This Saturday morning Marc and I took the air-conditioner out of our bedroom window.
The season has officially changed in our New England home.
One of our loads of laundry today was a set of flannel sheets that has been stored in the hallway linen closet for the past six months. Some years we have put the sheets right on our bed without a re-washing and regretted our haste when a musty smell snuck up from our pillowcases at bedtime. This evening we will be able to turn down the covers and, I suspect, register audible satisfaction at the fresh smell and textures and warmth awaiting us.

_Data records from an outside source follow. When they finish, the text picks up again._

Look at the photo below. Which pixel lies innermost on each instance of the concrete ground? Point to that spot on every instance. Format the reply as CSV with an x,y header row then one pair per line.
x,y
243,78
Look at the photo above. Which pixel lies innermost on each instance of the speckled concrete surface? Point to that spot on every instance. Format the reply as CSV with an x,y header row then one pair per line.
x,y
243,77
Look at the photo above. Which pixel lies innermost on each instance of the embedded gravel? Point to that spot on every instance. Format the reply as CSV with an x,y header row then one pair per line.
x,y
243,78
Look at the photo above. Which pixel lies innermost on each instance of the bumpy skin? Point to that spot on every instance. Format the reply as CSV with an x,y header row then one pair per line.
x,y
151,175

Another November treat came today when I unwrapped a new bar of soap called “Snow on Cedars.” Marc and I had been walking through a Pennsylvania country market this summer when a vendor’s stand with handmade soaps stopped us. The range of bars – the layers of colors in each bar – the aggressive wildness of some of the natural scents displayed in that open-air stand delighted me. I bought two different bars, one of them a rich, sullen green topped by a layer of snowy cream. Called “Snow on Cedars,” it held a surprise in store for me when I eventually got it home.

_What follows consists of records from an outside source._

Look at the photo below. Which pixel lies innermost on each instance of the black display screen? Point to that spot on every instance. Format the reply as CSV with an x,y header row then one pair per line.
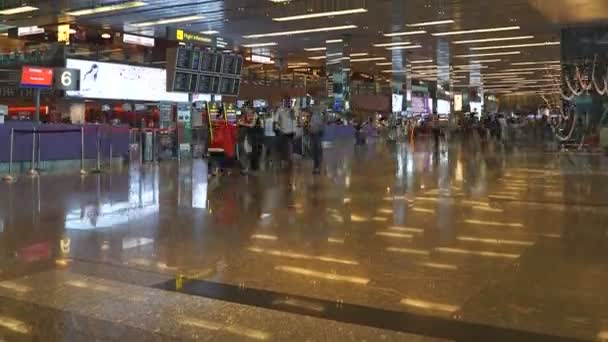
x,y
226,85
229,64
196,60
239,65
181,81
184,59
205,84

In the shower one morning shortly afterwards, I raised a washcloth to my face and passed the lather from the bar of green soap across my forehead. Surrounded by dense steam and hot water, I was suddenly inhaling the oil of cedar that was a key ingredient of this homemade soap. I was carried instantly to my parents’ home when I was growing up. I was again opening the cedar chest where all our winter blankets used to be stored during the long humid New Orleans summers.
The prickly textures of the woolen blankets, the acrid scent of the cedar boards lining the chest used to bear up to me the yearly message of winter – that rarest of seasons in the Deep South.
Today there was a repeat of that first morning’s experience with “Snow on Cedars.” We are not yet near snow this year in New England, but I have been conscious of marking a turn in the year with this Saturday’s rituals.
A fire in the fireplace tonight? It fits our New England home, our New England mood, our New England lives together.